61% make purchases based on blogger recommendations
63% of consumers are influenced to purchase by bloggers
86% of influential people online are bloggers.
( credit stats, also… great site)
So, my Facebook post this morning read:
Luke: “Mom we accidentally ate a lot of sausage. Like A LOT. Like all of it”
Me: You ate it all?
Luke: Yes. It was an accident.
Accidental Sausage ingestion, haven’t heard that one in a while.
So, at this moment, there isn’t any breakfast meat on the ceiling. We are actually out of sausage. But, if you know my family, you know there was sausage on the kitchen ceiling at one time. And! there is always potential for sausage on the kitchen ceiling again.
I have learned that the title draws in the readers. And you want readers, without limits, to read your blog. So, if I had used the title I wanted to use; “What’s in your dog food?” And you don’t have a dog, you may not have read this. Right? But! Now that you are reading it…. Can I just say…
As much as I care about the well being of “Bosco and Lola’s”, I don’t really care if they eat “corn gluten bi-product.”

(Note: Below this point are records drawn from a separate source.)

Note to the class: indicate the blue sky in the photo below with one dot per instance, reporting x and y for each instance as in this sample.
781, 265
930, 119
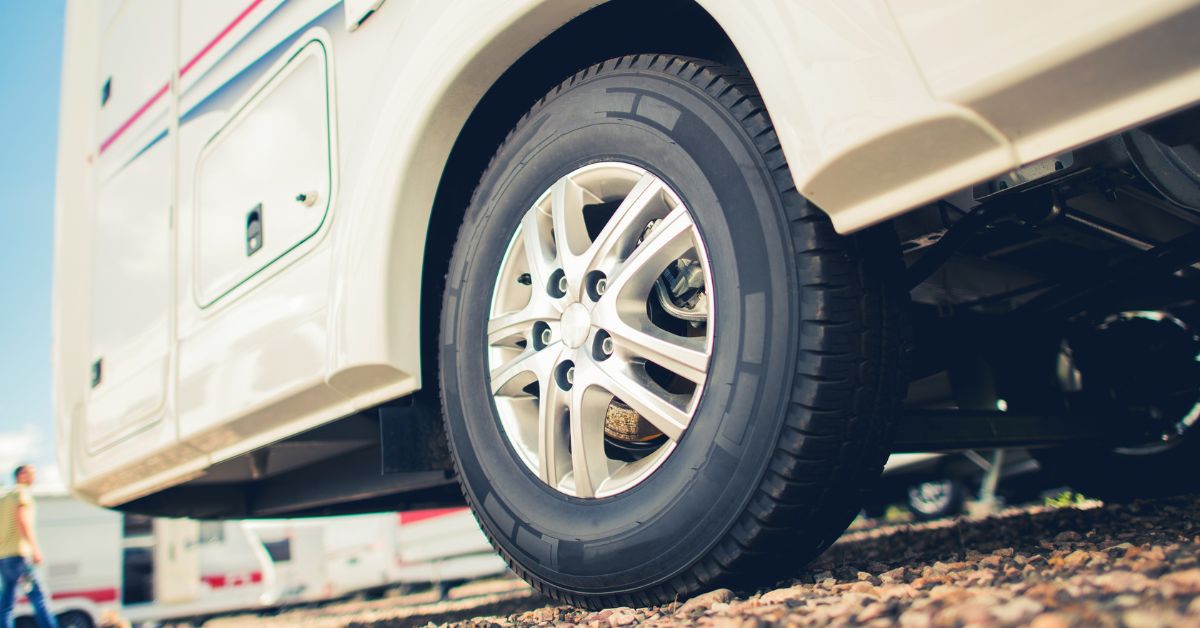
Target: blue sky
30, 60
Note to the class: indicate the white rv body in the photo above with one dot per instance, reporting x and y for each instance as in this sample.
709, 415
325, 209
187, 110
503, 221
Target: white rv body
245, 186
329, 557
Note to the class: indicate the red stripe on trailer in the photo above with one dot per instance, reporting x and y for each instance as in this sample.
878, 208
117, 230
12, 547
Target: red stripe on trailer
99, 596
232, 580
183, 71
412, 516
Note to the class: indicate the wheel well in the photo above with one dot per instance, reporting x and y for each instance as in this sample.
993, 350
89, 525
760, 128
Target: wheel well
603, 33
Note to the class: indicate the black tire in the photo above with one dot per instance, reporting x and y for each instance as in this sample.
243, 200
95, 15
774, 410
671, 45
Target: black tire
936, 498
793, 425
75, 618
1157, 371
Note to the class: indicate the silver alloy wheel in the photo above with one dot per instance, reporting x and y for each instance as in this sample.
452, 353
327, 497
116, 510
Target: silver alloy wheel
930, 497
576, 334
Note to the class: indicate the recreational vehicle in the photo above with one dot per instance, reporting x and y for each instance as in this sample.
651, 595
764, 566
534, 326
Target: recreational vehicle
643, 283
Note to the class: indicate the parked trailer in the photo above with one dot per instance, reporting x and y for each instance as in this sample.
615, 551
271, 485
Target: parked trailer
328, 557
648, 280
102, 562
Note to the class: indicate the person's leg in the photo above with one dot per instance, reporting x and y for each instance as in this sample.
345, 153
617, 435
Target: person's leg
9, 575
37, 599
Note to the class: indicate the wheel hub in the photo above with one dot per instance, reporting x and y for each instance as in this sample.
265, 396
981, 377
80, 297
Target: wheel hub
595, 381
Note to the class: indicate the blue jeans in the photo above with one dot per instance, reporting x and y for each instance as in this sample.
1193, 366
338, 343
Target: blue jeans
11, 572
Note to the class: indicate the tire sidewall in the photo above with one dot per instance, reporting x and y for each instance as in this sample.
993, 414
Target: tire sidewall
660, 527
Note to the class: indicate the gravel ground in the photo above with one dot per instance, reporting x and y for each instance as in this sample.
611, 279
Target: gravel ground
1134, 566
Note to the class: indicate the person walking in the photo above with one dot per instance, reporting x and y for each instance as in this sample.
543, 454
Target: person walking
19, 551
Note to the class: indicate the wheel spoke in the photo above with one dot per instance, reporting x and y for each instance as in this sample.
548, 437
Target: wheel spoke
539, 249
624, 226
539, 363
647, 399
567, 201
550, 281
682, 356
552, 453
670, 239
589, 465
520, 323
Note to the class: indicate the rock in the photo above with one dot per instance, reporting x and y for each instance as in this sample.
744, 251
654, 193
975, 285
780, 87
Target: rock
599, 616
1019, 610
703, 602
1049, 620
875, 610
864, 587
1077, 558
546, 614
915, 618
893, 575
780, 596
1188, 579
1149, 618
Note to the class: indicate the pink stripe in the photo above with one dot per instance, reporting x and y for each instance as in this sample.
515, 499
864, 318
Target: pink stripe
187, 66
220, 36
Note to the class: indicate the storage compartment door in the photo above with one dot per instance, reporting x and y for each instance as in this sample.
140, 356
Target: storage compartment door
263, 183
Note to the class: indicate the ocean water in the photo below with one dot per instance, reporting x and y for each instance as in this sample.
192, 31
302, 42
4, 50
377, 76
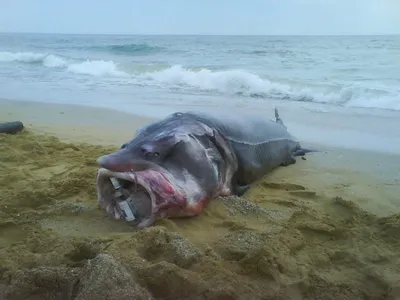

Since 81% of you trust me, because I was able to create this blog, by entering my e-mail address, so I would like to recommend, you don’t care either.
61% of you will accept my recommendation to not care either. Given the opportunity, my dogs will drink out of the toilet.
They will basically eat anything.
63% of you will be influenced by these statements so I will use my platform wisely. When I say my dogs will basically eat anything, that doesn’t include blueberries, acai berries, broccoli, spinach, carrots or peas. Because they are dogs. Dogs are carnivores. If Bosco, a (Rat-Terrier, Pekingese, Basset Hound,) were released into the wild, assuming he lived more that 3 hours, he would not scavenge for berries and kale. But if he found a bowl of corn gluten and it smelled bad and looked gross; he would totally eat it, roll in it, barf it up, and eat a little more. There is no natural diet for a labradoodle. I think labradoodles are awesome, my neighbor has the best one ever, (Hi Polly! she’s a loyal reader), but because they don’t occur naturally in the wild, I propose they don’t require acai berries in their diet to survive. I think I will invent a dog food that is exclusively corn gluten bi-product. I think you should buy it.
If I have influenced you to see the absurdness of reading the label on your dog’s food; I am among the 86% of bloggers that is influential. If your dog has food allergies or you have witnessed a Labradoodle grazing on acai berries in the wild, you may count me among the 14% of non-influential bloggers.